Fabrizio, in pubblico, non leggeva mai. Parlava a braccio, si faceva ispirare dal
momento. Era famoso per questo talento, per la magica sensazione di spontaneità che
regalava ai suoi ascoltatori. La sua mente era una fucina aperta ventiquattro ore su
ventiquattro. Non c’era filtro, non c’era deposito, e quando partiva con i suoi monologhi
affascinava tutti: dal pescatore di Mazara del Vallo al maestro di sci di Cortina
d’Ampezzo.
16
Ma quella sera l’attendeva un’amara sorpresa. Lesse le prime tre righe del riassunto e
impallidì. Parlava di una saga familiare di musicisti. Tutti costretti, per un
imperscrutabile destino, a suonare il sitar per generazioni e generazioni.
Agguantò il libro dell’indiano.
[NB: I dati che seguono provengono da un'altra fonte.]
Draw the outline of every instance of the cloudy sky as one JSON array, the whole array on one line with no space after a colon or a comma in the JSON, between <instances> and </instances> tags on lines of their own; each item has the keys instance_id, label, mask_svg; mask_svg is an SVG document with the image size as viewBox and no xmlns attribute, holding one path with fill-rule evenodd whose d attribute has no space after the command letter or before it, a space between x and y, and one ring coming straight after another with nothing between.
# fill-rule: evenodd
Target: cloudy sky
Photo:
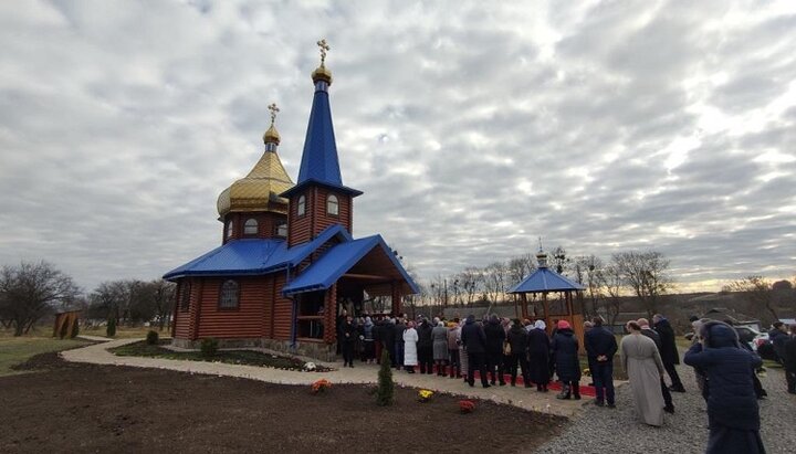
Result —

Il titolo era La congiura delle vergini. E allora perché
nel riassunto si parlava di Una vita nel mondo?
Un terribile sospetto. L’amico di Catanzaro si era sbagliato! Quel testa di cazzo aveva
toppato libro.
Divorò disperato la quarta di copertina. Non si parlava per niente di suonatori di sitar,
ma di una famiglia di donne nelle isole Andamane.
In quel momento Tremagli terminò il monologo.